Rarely lacking in confidence, Price effortlessly absorbed the music of others and made it sound like Prince, whether the James Brown guitar riff on “Kiss” or the Beatle-esque, psychedelic pop of “Raspberry Beret.”
He also proved a source of hits for others, from Sinead O’Connor’s “Nothing Compares 2 U” to Cyndi Lauper’s “When You Were Mine.” He also wrote “Manic Monday” for the Bangles.
Prince had been touring and recording right up until his death, releasing four albums in the last 18 months, including two on the Tidal streaming service last year. He performed in Atlanta last week as part of his “Piano and a Microphone” tour, a stripped down show that has featured a mix of his hits like “Purple Rain” or “Little Red Corvette” and some B-sides from his extensive library.
Prince debuted the intimate format at his Paisley Park studios in January, treating fans to a performance that was personal and was both playful and emotional at times.
The musician had seemed to be shedding his reclusive reputation. He hosted several late-night jam sessions where he serenaded Madonna, celebrated the Minnesota Lynx’s WNBA championship and showcased his latest protege, singer Judith Hill.
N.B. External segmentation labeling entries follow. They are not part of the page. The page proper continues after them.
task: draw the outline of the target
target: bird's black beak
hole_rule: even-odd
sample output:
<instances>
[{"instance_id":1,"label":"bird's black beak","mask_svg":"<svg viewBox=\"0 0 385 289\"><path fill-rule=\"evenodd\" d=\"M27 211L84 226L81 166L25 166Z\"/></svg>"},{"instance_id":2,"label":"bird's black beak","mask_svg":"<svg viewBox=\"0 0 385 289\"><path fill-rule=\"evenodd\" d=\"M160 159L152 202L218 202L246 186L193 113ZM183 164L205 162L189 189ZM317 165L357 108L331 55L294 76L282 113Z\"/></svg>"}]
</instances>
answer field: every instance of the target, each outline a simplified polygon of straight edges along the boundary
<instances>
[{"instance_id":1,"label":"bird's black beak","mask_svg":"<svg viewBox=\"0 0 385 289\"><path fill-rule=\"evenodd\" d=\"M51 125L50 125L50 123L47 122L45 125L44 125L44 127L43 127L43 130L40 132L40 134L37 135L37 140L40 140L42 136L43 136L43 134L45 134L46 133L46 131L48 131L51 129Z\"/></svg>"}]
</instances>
Ever surprising, he announced on stage in New York City last month that he was writing his memoir. “The Beautiful Ones” was expected to be released in the fall of 2017 by publishing house Spiegel & Grau. The publishing house has not yet commented on status of book, but a press release about the memoir says: “Prince will take readers on an unconventional and poetic journey through his life and creative work.” It says the book will include stories about Prince’s music and “the family that shaped him and the people, places, and ideas that fired his creative imagination.”
A small group of fans quickly gathered in the rain Thursday outside his music studio, Paisley Park, where Prince’s gold records are on the walls and the purple motorcycle he rode in his 1984 breakout movie, “Purple Rain,” is on display. The white building surrounded by a fence is about 20 miles southwest of Minneapolis.
Steven Scott, 32, of Eden Prairie, said he was at Paisley Park last Saturday for Prince’s dance party. He called Prince “a beautiful person” whose message was that people should love one another.
“He brought people together for the right reasons,” Scott said.